В конце декабря 1954 г. состоялся разговор Г. А. Никифорова со мною и Е. Котенко. Он спросил, можем ли мы выпустить проекты проходки вертикальных стволов по параллельной схеме производства работ на руднике Шмирхау, если он получит рабочие чертежи основного проходческого оборудования из Союза, примененного им на проходке ствола «Северная Вентиляционная» в Кривбассе. Надо сказать, что, находясь в 1952 г. на практике в Кузбассе, я продолжительное время проработал горным мастером на проходке клетевого и скипового стволов шахты №12 им. Л. М. Кагановича (впоследствии — шахта им. XXV съезда КПСС), проходимых по параллельной схеме шахтоуправлением «Черкасов Камень» комбината «Кузбассшахтострой» вблизи г. Киселевска. Поэтому на вопрос последовал наш ответ: да, сможем. Чертежи были получены, изучены нами и переданы для изготовления оборудования на завод №536, где его руководитель А. А. Пшеничный быстро и качественно организовал изготовление оборудования в двух экземплярах для клетевого и скипового стволов рудника Шмирхау (стволы №367 и 368).
В этот момент возникла непредвиденная ситуация. Узнав о наличии двух комплектов оборудования, А. Стариков без нашего ведома обратился к гендиректору В. Н. Богатову с просьбой передать один комплект для реконструкции ствола №366 на Альбероде с целью переделки прямоугольного ствола на круглый диаметром 5,5 метра. Гендиректор дал согласие, а шеф, узнав об этом, закатил мне разнос, как будто бы оборудование было у меня на материальном хранении. В итоге пришлось заказать третий комплект, в результате чего проходка более глубокого скипового ствола №368 началась позднее.
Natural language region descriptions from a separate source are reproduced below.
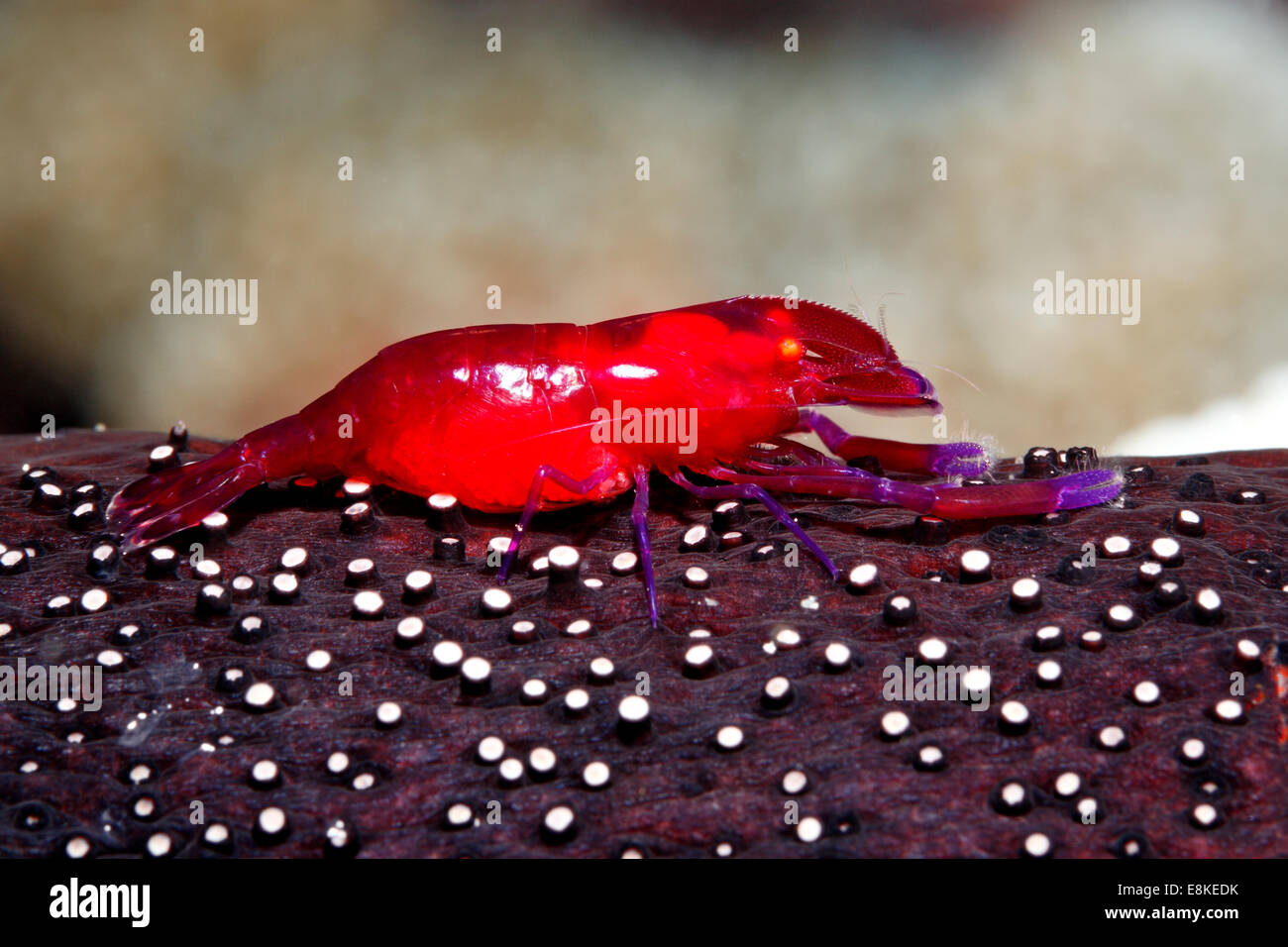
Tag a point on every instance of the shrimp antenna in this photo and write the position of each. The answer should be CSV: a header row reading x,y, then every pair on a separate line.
x,y
881,317
863,315
931,365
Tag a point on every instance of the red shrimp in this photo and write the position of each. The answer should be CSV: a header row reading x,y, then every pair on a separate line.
x,y
531,418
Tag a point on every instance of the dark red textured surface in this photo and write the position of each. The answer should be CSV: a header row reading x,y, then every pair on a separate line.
x,y
674,792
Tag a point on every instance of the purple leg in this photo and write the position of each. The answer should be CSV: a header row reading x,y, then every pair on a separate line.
x,y
752,491
941,460
639,517
539,479
1009,499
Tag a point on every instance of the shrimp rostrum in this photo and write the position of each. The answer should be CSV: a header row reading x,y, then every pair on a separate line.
x,y
532,418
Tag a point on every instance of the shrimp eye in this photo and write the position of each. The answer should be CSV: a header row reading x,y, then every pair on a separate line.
x,y
790,350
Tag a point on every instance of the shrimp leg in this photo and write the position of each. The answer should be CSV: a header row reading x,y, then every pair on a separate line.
x,y
962,459
1009,499
750,489
639,517
548,474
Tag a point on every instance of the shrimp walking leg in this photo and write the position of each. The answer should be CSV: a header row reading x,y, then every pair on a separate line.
x,y
748,489
548,474
962,459
1010,499
639,517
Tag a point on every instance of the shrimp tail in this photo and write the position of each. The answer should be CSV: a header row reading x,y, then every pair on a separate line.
x,y
154,506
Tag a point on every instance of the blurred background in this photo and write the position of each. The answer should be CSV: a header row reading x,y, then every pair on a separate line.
x,y
767,169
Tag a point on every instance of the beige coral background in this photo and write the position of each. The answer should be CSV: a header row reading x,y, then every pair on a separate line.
x,y
767,169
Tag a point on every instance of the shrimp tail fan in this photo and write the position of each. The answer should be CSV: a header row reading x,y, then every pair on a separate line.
x,y
154,506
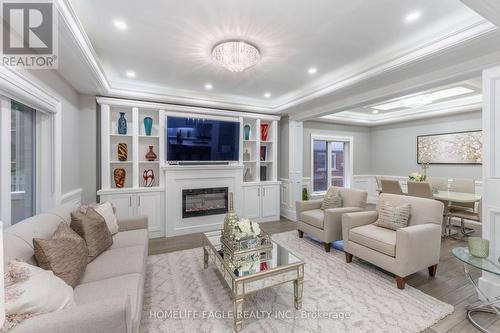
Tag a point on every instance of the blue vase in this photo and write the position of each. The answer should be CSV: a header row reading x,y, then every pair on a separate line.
x,y
122,124
148,125
246,131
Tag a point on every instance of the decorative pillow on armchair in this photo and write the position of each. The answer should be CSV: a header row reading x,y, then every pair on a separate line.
x,y
91,226
332,199
393,217
65,254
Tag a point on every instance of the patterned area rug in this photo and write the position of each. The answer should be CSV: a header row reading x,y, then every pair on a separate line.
x,y
180,296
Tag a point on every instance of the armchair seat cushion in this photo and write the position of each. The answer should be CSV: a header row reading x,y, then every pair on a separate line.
x,y
313,217
376,238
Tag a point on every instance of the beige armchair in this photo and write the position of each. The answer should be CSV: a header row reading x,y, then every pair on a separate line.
x,y
327,224
402,252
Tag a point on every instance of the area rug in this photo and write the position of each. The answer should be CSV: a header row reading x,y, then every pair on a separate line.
x,y
180,296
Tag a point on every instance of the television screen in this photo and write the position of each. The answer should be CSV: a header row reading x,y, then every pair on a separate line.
x,y
194,139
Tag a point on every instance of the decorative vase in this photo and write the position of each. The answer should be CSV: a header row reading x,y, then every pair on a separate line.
x,y
148,177
151,156
230,219
479,247
148,125
119,175
246,131
122,124
122,151
263,131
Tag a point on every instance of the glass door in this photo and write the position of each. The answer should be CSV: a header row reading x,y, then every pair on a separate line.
x,y
22,162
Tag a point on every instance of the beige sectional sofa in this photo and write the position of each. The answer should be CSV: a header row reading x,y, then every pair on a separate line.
x,y
110,295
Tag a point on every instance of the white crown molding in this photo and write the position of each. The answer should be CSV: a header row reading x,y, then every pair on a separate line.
x,y
456,106
369,70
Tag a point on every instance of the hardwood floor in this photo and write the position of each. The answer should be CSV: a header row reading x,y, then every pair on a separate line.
x,y
450,284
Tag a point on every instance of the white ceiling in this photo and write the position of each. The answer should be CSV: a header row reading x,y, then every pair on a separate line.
x,y
167,44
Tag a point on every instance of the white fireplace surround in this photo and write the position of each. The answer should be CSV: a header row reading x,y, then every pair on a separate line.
x,y
178,178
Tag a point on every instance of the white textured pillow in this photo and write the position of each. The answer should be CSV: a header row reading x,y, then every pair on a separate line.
x,y
34,290
106,211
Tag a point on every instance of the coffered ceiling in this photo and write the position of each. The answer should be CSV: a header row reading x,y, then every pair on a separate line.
x,y
160,50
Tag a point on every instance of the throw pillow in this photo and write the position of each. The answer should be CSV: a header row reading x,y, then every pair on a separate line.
x,y
65,254
332,199
106,210
30,290
91,226
393,217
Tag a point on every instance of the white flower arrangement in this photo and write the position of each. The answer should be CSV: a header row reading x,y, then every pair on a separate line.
x,y
246,229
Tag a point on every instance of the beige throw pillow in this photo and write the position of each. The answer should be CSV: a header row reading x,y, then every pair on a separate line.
x,y
393,217
92,227
332,199
65,254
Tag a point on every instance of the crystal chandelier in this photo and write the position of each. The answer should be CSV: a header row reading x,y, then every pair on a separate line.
x,y
236,56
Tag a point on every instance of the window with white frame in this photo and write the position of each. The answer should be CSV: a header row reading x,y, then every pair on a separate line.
x,y
331,163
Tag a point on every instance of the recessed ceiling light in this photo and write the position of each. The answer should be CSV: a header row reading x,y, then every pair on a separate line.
x,y
413,16
120,25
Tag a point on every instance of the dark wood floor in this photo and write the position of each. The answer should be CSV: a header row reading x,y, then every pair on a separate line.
x,y
450,284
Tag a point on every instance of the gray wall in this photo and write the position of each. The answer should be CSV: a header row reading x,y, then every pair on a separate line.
x,y
393,147
361,136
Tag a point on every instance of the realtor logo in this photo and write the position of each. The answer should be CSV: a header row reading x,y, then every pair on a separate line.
x,y
29,34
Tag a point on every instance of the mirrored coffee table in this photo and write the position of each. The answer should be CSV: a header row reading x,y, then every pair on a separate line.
x,y
282,268
488,304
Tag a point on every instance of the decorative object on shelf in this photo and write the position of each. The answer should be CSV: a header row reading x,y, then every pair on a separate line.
x,y
417,177
122,124
450,148
148,125
230,219
246,131
148,177
246,155
122,151
479,247
151,156
235,55
263,173
264,128
248,177
263,153
305,194
119,175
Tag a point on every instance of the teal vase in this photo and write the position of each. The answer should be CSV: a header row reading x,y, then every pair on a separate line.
x,y
148,125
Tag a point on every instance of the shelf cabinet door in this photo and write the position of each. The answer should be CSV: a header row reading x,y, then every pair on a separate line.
x,y
270,200
149,204
123,203
251,202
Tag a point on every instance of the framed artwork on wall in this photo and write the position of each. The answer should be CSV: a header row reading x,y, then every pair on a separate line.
x,y
450,148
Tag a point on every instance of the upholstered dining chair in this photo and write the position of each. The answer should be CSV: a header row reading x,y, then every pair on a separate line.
x,y
403,251
420,189
464,186
391,186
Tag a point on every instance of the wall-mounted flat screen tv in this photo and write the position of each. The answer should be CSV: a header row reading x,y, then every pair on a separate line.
x,y
197,139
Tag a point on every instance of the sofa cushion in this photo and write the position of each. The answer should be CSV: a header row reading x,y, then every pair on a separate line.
x,y
130,238
91,226
65,254
130,285
116,262
376,238
313,217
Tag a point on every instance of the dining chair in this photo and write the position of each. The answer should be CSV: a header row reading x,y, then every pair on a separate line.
x,y
391,186
420,189
464,186
438,183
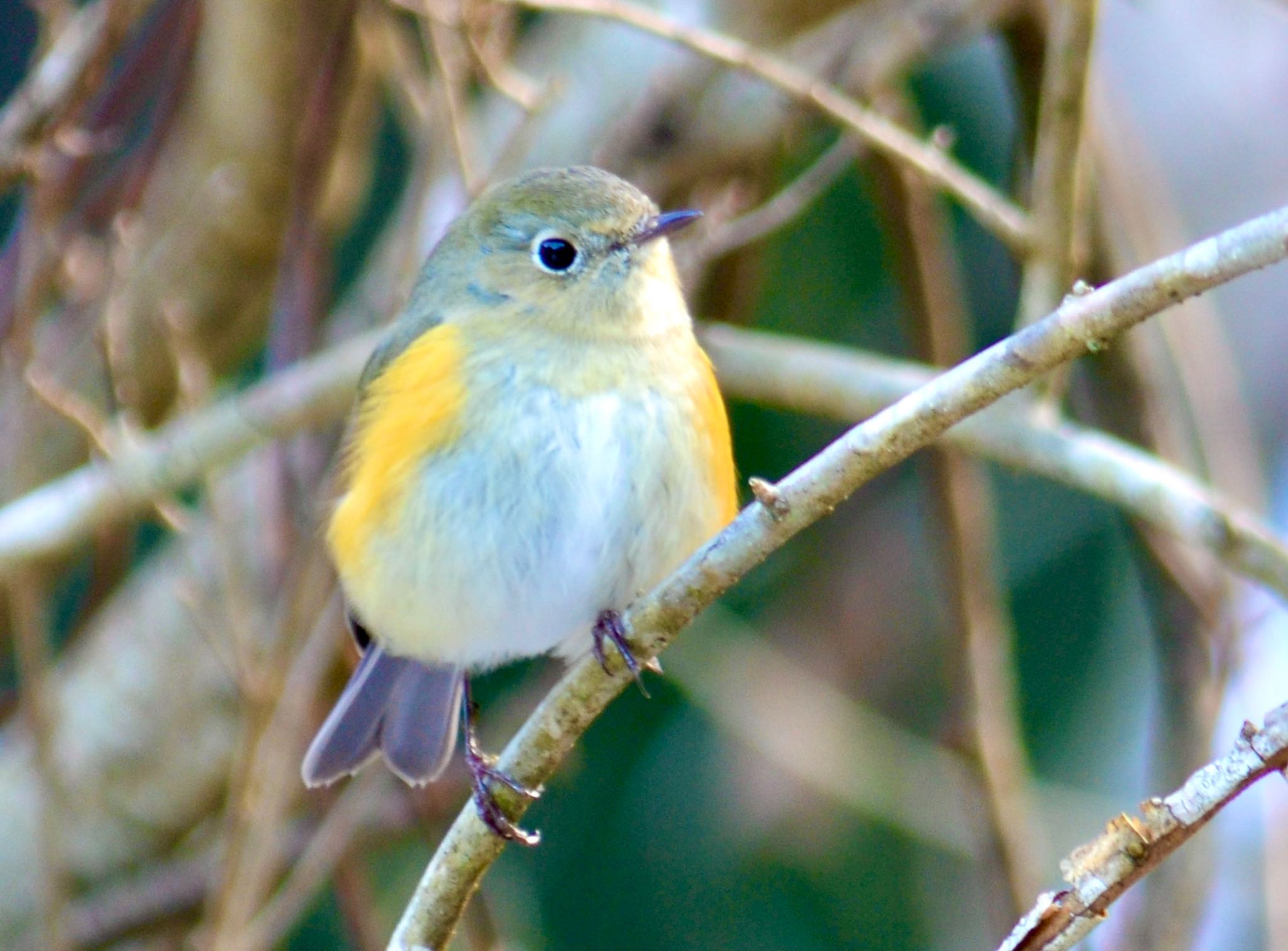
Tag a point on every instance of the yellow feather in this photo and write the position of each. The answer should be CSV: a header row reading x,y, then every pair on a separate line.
x,y
411,409
714,428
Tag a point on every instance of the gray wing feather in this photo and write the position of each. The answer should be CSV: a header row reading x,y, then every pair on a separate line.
x,y
419,731
394,705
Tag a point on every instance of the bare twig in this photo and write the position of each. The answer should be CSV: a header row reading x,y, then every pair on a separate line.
x,y
936,298
773,214
1048,272
768,367
836,382
64,512
813,491
1131,847
452,66
994,210
270,781
48,88
321,856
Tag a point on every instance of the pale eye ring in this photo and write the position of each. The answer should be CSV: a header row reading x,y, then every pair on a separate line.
x,y
554,254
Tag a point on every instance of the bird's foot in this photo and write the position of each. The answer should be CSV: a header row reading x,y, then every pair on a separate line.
x,y
608,626
484,774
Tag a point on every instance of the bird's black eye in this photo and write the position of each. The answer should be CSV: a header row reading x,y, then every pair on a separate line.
x,y
557,254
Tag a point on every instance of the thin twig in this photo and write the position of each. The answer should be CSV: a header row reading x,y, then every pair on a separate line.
x,y
847,386
445,44
936,298
48,88
329,844
1131,847
813,491
270,781
753,365
1048,272
65,512
841,749
994,210
784,208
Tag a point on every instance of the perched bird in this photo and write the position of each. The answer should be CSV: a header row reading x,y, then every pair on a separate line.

Так как немецкими правилами безопасности не предусматривалась параллельная схема сооружения стволов, я и один сотрудник бригады были посланы Г. А. Никифоровым на народное предприятие «Шахтбау» в г. Нордхаузен с целью получения отзыва на проект от единственной в республике шахтостроительной организации. Однако дирекция «Шахтбау» (доктор Арнольд, позднее профессор Фрайбергской горной академии) уклонилась от оценки проекта и ограничилась лишь выражением интереса к осуществлению этой работы. Некоторое время проходкой этих стволов руководил криворожанин Симченко. Это было самое трудное время освоения немецкими бригадами параллельного способа проходки. Благодаря разъяснительной работе ситуация нормализовалась и была достигнута скорость 58 м/мес , в то время как на немецких шахтах этот показатель не превышал 30 м/мес. Это событие отмечалось в прессе.
Ко мне обратился с просьбой о помощи глубоко уважаемый мной В. Овчинников: у них не ладятся дела на площадке шахты №366 с изъятым у нас комплексом. Я не мог ему отказать, да и обида притупилась. Вместе с ним едем на промплощадку и на месте быстро решаем вопросы приспособления оборудования для ствола диаметром 5,0 м к стволу диаметром 5,5 м.
В августе 1955 г. я и Б. Дудников выпустили проект проходки фланговых вентиляционных стволов шахты №369 и №370 рудника Шмирхау. Если первые стволы проходили на оборудовании, которое не подверглось изменениям, то здесь на основании опыта проходки стволов №367 и №368 были внесены коррективы. Откатка породы в вагонетках была заменена на транспорт самосвалами и впредь применялась на всех вновь проходимых стволах. Кроме того, только на этих стволах удалось сохранить проходческие подъемные машины с диаметром барабана 3,0 м в качестве постоянных, что позволило избежать сноса машинных зданий, демонтажа машин и сооружения их на новом месте, что не всегда удается при проходке круглых стволов, и значительно уменьшило стоимость строительства. Все стволы за исключением №369 были пройдены без осложнений. В этом стволе была встречена линза каолина, порой занимавшая до 80% сечения ствола. Пришлось срочно заменять все временное крепление постоянным, и, к счастью, при дальнейшей углубке забоя линза вышла из сечения ствола. Если бы ствол был заложен на 5-20 м южнее, никаких бы осложнений не встретилось.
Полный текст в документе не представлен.